On the days that Joe was not in the box he took the place in the field of either Curry or Bowen, according to which one of them was going the better with the bat. In this way the hitting strength of the Giants was vastly increased, for his batting eye had never been keener and he was crashing out the hits with great regularity.
Doubles and triples again and again cleared up the bases and almost every other day he ripped out a homer.
“Guess you’re going to hang up that record you spoke about at the beginning of the season,” said Jim one day, shortly after their return from the western trip. “All you’ve got to do is to keep up your present gait and no one else will have a look in. And that goes not only for our league, but for the American as well. Already you’ve made a dozen more homers than Kid Rose of the Yankees, and the gap is getting wider all the time.”

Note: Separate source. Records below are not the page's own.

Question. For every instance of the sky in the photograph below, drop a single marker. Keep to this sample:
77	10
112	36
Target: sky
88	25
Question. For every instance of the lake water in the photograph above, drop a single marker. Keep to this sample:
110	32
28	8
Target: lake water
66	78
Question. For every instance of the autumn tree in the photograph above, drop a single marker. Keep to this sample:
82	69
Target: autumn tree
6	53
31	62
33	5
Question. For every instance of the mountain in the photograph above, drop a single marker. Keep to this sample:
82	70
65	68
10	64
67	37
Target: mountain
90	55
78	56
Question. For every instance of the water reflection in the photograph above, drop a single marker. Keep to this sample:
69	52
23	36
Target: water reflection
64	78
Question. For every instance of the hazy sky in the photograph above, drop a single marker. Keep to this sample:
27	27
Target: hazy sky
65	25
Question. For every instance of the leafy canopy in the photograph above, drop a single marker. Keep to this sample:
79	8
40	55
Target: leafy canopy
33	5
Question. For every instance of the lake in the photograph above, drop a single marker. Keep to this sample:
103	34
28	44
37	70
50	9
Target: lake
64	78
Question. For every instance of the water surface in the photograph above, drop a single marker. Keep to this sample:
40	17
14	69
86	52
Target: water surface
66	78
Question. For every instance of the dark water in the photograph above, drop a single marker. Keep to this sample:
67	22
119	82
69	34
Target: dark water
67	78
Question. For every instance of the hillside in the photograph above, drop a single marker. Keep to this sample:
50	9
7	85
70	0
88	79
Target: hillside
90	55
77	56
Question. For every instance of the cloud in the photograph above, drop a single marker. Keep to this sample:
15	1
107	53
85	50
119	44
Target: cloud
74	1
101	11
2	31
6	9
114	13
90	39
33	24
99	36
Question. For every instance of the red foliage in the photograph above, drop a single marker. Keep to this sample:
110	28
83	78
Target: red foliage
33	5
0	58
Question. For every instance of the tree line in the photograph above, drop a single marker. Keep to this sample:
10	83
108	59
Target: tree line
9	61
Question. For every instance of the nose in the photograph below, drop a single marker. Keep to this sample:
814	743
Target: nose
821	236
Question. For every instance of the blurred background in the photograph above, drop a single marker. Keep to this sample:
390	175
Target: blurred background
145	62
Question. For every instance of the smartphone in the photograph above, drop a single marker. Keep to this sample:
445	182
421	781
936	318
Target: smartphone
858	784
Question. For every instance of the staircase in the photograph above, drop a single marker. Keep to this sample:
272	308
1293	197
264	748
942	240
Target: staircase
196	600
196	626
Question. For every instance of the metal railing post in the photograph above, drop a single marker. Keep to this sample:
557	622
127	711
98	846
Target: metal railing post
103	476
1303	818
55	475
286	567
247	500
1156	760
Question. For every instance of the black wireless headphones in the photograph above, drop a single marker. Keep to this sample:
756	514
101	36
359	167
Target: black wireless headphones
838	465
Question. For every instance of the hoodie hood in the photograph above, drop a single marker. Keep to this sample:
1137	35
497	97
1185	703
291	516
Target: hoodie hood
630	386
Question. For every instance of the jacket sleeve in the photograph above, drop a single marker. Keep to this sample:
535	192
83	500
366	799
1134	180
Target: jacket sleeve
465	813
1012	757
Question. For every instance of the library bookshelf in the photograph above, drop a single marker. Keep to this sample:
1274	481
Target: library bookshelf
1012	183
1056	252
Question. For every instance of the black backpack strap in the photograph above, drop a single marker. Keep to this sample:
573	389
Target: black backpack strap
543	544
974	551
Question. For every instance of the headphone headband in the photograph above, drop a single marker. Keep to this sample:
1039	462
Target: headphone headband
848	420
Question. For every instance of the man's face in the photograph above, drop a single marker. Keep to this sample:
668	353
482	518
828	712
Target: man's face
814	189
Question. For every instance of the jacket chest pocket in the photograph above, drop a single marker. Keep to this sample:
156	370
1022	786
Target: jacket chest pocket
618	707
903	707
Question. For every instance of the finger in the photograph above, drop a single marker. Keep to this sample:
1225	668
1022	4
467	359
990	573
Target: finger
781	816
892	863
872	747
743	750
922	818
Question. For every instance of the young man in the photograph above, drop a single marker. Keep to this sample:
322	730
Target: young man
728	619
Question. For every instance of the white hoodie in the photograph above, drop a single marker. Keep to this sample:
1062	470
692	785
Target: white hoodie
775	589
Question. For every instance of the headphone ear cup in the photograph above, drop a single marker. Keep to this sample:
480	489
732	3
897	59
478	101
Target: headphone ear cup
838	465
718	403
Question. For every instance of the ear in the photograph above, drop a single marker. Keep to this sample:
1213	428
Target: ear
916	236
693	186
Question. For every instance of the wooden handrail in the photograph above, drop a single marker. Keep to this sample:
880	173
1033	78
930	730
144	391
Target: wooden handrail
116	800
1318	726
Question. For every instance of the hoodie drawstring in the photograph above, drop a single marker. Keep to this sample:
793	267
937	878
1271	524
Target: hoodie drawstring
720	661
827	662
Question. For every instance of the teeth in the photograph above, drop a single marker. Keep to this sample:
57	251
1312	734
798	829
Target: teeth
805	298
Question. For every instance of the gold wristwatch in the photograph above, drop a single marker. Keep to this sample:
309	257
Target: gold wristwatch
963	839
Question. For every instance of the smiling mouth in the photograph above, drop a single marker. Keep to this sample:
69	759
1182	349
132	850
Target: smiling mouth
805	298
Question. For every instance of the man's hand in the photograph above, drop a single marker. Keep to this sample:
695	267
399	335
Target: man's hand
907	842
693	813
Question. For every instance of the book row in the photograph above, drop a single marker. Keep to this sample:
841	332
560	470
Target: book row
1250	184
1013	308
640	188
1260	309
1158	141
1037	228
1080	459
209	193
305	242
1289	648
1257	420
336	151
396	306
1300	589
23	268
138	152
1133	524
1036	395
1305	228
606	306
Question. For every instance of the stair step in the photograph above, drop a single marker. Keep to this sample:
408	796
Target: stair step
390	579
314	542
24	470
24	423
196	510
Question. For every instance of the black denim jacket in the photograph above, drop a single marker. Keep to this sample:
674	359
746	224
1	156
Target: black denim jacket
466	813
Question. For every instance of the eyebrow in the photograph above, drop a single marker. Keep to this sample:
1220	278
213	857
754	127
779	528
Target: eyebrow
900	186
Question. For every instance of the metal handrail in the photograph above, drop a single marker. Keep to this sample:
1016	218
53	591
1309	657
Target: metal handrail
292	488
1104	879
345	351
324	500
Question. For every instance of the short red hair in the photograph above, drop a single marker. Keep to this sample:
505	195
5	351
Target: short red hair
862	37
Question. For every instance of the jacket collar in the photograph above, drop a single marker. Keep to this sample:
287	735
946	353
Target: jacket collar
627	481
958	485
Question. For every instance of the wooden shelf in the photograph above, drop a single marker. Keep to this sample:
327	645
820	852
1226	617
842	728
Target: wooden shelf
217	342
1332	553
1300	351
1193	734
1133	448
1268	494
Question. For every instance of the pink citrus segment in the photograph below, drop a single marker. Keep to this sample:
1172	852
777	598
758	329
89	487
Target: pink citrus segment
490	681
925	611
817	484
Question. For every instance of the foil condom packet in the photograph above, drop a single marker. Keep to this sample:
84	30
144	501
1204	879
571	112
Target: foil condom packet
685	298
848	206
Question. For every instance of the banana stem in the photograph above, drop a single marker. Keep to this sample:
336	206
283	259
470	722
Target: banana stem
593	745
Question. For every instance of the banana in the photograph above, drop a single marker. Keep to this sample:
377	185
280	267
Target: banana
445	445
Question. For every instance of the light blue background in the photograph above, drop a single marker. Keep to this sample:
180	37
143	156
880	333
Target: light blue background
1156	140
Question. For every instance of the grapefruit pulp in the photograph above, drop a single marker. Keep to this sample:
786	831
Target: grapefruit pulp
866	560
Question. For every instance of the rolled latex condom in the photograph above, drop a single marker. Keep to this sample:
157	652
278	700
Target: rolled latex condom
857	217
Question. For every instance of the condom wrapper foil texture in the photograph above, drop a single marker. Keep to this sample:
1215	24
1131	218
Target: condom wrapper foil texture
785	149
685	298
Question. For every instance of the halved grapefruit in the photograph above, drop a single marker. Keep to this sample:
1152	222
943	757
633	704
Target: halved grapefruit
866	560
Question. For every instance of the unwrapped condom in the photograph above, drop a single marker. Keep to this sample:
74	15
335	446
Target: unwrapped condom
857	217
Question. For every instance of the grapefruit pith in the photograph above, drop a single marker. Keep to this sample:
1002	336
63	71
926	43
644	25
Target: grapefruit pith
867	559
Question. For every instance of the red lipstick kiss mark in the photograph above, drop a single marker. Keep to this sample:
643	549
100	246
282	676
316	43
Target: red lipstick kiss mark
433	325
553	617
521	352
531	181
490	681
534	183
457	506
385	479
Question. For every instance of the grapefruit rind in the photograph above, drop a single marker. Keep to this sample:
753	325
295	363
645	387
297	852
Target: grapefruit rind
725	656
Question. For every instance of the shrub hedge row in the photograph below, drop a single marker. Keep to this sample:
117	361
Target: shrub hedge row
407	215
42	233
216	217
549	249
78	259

“Knock wood,” grinned Joe, as he tapped three times on the table. “Perhaps the jinx is listening.”
It seemed as though the jinx was, for on the very next day Joe’s arm went bad again and Markwith had to be called on to finish the game.
“Remember what I said about the jinx,” Joe reminded his chum. “He’s on the job again.”
“Just an off day,” pooh-poohed Jim. “You’ve got to remember that Napoleon sometimes lost a battle. You can’t win always.”
Three days later the Giants moved to Boston and Joe pitched one of his old-time games, winning with ease. He took the first game and repeated in the fourth.
They moved on to Philadelphia, and here again Joe lived up to his reputation. He was simply invincible. But in Brooklyn he once more fell down.
“Singular thing, isn’t it?” he remarked to Jim, “that I can go like a house afire the minute we get away from the city, but go bad again as soon as I get back.”